Juana Molina Tres Cosas

(Domino) Rating - 8/10

Juana Molina is hard to put into English terms. Maybe if Elvis Costello's daughter had grown up in exile learning music from Fergal Sharkey and Billy Bragg, been a bit-part musician round London in her teenage years, taken to being a bit-part actress in TV comedies to finance guitar lessons, and then almost accidentally become a kind of young Latin American Tracy Ullman, only then to return to music and start recording the kind of aural balm you'd expect from Mira Calix or Múm, then you'd perhaps be getting there. As it is, and as you'll read elsewhere on this site, JM is uniquely Argentine, while producing beautiful, soothing melodies that cross borders like nomads.

Her first album, Rara was released after she rediscovered her musical career gigging in clubs and bars in LA. Segundo was released in 2000 in Argentina, but got a release in the UK only this year, spurred on by a tour of the states supporting David Byrne, a headline set at Barcelona's SONAR festival later broadcast by Radio 1's Breezeblock, and rave reviews from The New York Times.

Segundo saw Juana mixing acoustic guitars, analogue bleepery and lilting, breathy lyrics in a kind of modern day flip-side to Nico. The result was like having your nerve ends tickled with a feather. If there could be a complaint, it was that technical over-complication and even fussiness got in the way of Molina's strengths - captivating melodies, myrrh vocals and well-strummed guitar.

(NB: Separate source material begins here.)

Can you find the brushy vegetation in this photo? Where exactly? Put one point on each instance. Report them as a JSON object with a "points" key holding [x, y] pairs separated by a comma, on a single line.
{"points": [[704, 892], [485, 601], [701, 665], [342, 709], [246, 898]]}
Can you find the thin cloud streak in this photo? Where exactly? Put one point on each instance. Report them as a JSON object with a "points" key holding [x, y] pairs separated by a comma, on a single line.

Tres Cosas does then what all good third albums should do - it takes the best bits from her earlier works, perfects the model, and then goes a little bit further. No es tan cierto sets the trend, soaking you gently in her bonaerense flotation tank. The longest track, Sálvese quién pueda flies by like swans over a lake that reaches to the sunlit horizon, while the title track proves that she can do upbeat, Warpy tunes, without getting lost in the technicalities of it. Yo sé que is Tarkovsy in a song. It's probably a credit to her keyboard foil, Alejandro Franov, that Tres cosas still exploits technical fancies without losing sight of the melodies, but it's also down to her vision as self-producer and mixer.

What else to say? Cúrame is quite possible the sexiest song I've heard this year, all long grass, honey bees and ankles on a summer's day. And as an encore, on Insensible, she things in rather charming French, and, very briefly, the world stopped.

At some stage in the future, the world will probably end. I'm reliably informed that a message will come over the airwaves to give us fair warning. If it does happen, turn off the lights, stick on this CD, and somehow, although I'm not sure how, things will probably be all right.